Information was obtained regarding planned practice patterns, but no specific trends could be concluded at this early date. We plan to track our graduates and compare them with recent graduates of the two core programs in order to document long-term impact.
In this time of diminishing resources for graduate medical education, it remains a challenge to justify new and unique programs. The success of combined programs depends on the strength of the two core programs. At a time when fewer US medical students are choosing primary care, recruitment remains difficult. Extra effort in communication is necessary to maintain integration, and it will be critical to get the word out to potential applicants about this innovative program.
The Alton Ochsner Medical Foundation's Combined Internal Medicine and Family Practice Residency is now well established and accepted by both core programs and is fulfilling the goals set forth by both boards. The residency has attracted many students to interview and match for the program and continues to do so.
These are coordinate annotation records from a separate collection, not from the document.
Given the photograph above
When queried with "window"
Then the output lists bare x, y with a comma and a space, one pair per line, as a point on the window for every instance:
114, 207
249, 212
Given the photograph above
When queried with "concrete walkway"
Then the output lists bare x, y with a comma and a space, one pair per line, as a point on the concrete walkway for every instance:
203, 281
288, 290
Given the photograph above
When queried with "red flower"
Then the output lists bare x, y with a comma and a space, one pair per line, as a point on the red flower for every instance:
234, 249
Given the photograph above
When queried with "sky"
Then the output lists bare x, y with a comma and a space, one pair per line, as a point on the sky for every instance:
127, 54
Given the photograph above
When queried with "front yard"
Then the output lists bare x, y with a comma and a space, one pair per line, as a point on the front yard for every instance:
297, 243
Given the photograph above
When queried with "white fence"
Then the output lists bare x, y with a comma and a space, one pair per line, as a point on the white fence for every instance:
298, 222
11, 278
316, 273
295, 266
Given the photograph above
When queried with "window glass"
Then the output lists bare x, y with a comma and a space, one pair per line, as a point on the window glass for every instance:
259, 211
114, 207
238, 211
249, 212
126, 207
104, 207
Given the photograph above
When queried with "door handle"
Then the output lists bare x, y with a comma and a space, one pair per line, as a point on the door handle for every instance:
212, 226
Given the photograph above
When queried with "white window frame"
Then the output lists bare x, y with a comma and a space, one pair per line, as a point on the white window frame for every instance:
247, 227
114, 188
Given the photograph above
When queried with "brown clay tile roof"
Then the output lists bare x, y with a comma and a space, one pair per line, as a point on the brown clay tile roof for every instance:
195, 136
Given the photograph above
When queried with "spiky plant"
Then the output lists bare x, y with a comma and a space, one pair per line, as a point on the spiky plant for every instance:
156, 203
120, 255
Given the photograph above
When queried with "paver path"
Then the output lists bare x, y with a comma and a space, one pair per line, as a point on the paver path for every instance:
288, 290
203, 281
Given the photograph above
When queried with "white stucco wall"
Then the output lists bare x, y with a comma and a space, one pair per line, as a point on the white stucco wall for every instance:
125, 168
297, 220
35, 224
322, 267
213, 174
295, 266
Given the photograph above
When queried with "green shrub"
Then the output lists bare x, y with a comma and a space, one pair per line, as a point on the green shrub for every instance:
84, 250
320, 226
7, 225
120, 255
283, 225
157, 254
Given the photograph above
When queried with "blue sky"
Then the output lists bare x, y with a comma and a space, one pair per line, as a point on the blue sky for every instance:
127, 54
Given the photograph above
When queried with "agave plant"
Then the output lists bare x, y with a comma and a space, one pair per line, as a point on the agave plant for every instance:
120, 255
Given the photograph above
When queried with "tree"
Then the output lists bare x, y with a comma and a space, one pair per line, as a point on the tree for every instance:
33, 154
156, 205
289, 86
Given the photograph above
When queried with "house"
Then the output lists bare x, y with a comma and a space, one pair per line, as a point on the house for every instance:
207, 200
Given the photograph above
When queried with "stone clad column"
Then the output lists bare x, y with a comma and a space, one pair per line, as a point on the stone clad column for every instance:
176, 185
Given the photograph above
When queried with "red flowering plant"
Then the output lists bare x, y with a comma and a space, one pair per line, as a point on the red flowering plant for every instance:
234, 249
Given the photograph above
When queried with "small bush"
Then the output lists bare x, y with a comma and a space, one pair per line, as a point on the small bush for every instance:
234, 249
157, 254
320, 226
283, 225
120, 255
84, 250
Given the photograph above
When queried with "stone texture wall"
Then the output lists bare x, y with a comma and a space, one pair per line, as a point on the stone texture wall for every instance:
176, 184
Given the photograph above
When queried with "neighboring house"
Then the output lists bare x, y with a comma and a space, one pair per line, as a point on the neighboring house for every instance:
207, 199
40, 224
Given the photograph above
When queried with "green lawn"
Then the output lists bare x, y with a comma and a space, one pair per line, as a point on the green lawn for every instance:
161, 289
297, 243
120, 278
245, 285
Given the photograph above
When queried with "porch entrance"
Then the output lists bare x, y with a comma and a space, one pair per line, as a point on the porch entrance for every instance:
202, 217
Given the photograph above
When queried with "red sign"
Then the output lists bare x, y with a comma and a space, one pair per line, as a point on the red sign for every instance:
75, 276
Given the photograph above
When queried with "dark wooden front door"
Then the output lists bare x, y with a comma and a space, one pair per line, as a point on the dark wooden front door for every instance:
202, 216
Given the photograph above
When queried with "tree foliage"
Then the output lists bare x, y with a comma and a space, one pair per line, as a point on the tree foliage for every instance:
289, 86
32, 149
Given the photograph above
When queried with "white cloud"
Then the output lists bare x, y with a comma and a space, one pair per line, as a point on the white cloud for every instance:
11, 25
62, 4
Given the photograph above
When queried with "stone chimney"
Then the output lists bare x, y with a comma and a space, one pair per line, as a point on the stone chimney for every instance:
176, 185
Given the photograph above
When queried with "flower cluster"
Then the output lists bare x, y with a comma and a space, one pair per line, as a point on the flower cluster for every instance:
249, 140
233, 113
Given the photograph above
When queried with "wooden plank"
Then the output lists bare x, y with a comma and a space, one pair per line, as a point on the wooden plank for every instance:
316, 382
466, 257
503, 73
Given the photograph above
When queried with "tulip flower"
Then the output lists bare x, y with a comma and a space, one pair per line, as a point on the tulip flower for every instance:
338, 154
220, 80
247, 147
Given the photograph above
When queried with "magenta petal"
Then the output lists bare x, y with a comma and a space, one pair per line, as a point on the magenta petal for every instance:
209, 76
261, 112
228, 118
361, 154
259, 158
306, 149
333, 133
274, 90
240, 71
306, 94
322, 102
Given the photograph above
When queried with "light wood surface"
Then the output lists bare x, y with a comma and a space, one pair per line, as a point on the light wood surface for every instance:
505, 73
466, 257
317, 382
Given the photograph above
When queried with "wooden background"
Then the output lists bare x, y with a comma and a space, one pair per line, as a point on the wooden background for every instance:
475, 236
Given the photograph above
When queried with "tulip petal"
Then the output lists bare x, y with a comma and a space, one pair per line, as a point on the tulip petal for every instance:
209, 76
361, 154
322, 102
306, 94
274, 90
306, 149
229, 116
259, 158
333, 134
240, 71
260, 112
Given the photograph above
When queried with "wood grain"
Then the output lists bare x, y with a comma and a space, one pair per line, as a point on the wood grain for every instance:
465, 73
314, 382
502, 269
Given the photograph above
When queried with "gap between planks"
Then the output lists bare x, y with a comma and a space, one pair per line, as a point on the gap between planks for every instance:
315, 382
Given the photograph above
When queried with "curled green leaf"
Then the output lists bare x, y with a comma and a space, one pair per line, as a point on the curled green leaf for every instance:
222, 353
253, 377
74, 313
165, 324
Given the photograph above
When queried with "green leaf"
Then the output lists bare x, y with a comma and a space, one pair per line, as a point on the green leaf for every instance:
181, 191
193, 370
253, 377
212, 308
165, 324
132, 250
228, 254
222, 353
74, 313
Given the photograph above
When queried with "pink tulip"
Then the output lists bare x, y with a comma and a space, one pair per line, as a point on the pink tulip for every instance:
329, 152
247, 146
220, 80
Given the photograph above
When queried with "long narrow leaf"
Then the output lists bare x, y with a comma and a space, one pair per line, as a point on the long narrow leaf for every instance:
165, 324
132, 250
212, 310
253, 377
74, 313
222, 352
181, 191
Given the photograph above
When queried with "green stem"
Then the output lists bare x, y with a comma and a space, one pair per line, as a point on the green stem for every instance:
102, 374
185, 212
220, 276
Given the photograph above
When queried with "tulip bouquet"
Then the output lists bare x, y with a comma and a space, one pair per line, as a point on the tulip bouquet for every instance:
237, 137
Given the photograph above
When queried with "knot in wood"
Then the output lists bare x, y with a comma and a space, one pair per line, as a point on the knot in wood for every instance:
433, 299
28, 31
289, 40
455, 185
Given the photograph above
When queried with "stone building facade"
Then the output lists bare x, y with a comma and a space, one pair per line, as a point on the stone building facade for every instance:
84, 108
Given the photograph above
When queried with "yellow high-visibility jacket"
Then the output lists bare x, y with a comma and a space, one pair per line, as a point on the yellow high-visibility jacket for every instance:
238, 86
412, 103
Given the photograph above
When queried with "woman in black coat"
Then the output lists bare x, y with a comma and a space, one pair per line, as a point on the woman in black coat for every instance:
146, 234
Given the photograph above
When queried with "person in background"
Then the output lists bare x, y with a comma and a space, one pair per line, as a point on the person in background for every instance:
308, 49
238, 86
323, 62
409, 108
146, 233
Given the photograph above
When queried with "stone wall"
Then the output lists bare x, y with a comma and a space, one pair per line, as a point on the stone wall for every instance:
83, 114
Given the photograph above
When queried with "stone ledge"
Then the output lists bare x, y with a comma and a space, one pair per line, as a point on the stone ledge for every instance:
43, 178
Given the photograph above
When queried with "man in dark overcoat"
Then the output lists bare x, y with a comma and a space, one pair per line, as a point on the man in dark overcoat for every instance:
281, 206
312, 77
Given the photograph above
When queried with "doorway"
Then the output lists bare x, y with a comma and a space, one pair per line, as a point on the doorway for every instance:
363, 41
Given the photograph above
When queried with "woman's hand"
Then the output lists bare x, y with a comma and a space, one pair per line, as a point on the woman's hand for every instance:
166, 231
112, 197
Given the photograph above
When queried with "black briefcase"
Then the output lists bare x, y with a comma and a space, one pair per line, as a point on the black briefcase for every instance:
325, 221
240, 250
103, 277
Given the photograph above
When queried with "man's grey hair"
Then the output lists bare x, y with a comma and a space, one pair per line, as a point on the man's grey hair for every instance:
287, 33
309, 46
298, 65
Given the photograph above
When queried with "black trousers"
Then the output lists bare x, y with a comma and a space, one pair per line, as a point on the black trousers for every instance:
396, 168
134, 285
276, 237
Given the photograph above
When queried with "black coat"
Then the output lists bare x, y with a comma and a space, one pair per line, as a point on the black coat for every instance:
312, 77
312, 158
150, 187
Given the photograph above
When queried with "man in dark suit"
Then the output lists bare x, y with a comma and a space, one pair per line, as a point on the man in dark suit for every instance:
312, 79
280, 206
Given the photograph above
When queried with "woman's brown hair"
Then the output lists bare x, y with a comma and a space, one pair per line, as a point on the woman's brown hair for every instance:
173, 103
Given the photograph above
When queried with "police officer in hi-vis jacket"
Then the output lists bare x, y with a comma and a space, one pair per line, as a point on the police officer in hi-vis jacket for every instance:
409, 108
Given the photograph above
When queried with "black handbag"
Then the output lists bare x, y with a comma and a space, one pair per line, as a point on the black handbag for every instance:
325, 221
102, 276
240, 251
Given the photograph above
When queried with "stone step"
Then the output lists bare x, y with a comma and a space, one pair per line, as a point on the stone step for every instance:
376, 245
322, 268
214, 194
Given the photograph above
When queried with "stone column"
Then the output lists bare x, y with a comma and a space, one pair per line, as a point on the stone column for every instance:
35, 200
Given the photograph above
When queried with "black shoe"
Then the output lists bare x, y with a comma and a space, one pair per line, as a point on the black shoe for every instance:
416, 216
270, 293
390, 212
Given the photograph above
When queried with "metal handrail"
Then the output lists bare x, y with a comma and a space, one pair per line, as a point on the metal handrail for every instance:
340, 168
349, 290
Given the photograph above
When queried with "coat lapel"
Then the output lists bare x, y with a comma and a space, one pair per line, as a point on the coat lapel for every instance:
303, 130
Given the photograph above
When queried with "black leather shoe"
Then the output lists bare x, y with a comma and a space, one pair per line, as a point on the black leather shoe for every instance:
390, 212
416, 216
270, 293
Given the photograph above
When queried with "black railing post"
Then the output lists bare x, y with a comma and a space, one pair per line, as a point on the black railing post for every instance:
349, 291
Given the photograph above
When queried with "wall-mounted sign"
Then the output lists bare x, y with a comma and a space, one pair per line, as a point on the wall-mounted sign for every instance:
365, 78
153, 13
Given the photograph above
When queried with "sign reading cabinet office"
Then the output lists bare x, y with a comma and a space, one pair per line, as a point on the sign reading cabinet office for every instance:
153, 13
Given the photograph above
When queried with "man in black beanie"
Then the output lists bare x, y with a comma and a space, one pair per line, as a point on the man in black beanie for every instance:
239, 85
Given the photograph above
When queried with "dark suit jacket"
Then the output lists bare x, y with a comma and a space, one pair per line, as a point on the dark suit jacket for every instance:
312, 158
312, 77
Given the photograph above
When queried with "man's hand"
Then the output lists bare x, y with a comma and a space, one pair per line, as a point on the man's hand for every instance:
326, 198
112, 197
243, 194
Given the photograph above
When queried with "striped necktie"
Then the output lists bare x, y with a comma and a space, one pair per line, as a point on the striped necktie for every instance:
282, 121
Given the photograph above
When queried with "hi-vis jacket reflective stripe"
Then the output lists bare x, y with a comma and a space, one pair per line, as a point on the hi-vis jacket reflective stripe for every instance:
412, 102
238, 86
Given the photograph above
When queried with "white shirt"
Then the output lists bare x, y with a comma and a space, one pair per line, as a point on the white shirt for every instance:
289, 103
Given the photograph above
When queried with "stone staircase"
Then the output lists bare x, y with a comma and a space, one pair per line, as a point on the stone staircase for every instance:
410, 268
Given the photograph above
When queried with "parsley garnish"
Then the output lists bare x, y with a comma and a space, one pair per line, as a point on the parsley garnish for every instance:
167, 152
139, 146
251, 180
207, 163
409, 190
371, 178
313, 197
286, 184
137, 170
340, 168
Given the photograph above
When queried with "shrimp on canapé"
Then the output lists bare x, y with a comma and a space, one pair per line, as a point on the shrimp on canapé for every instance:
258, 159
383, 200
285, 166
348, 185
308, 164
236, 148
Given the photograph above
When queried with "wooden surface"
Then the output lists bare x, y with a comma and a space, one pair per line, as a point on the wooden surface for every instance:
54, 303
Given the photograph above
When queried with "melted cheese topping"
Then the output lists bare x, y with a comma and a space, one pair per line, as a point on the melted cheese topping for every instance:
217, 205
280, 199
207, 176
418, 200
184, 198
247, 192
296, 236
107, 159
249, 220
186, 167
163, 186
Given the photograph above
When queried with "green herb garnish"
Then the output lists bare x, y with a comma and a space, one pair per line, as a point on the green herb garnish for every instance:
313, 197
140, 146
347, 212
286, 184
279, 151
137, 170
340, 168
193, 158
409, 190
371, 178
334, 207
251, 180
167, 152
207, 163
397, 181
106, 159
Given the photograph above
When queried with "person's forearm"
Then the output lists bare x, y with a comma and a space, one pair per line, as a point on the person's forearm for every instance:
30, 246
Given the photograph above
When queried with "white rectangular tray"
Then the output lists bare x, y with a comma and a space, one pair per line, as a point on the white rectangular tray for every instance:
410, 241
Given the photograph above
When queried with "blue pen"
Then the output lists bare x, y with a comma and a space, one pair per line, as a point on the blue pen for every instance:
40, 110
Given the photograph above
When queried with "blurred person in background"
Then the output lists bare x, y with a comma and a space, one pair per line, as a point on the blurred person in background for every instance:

By balancing inpatient and ambulatory education in many different patient encounter settings, the combined residency is enhancing the medical education of the residents. The combined residents are generally accepted by both Internal Medicine and Family Medicine staff and residents, which enhances communication between these departments. Most importantly, the residents appear to be satisfied with their training.
Nonetheless, these programs remain controversial and their necessity is questioned by many leading physicians within both core programs. It will be important to demonstrate an added benefit for this type of training in a more long-term fashion. We plan to track graduates of the combined and core programsto more accurately evaluate the impact of the combined program.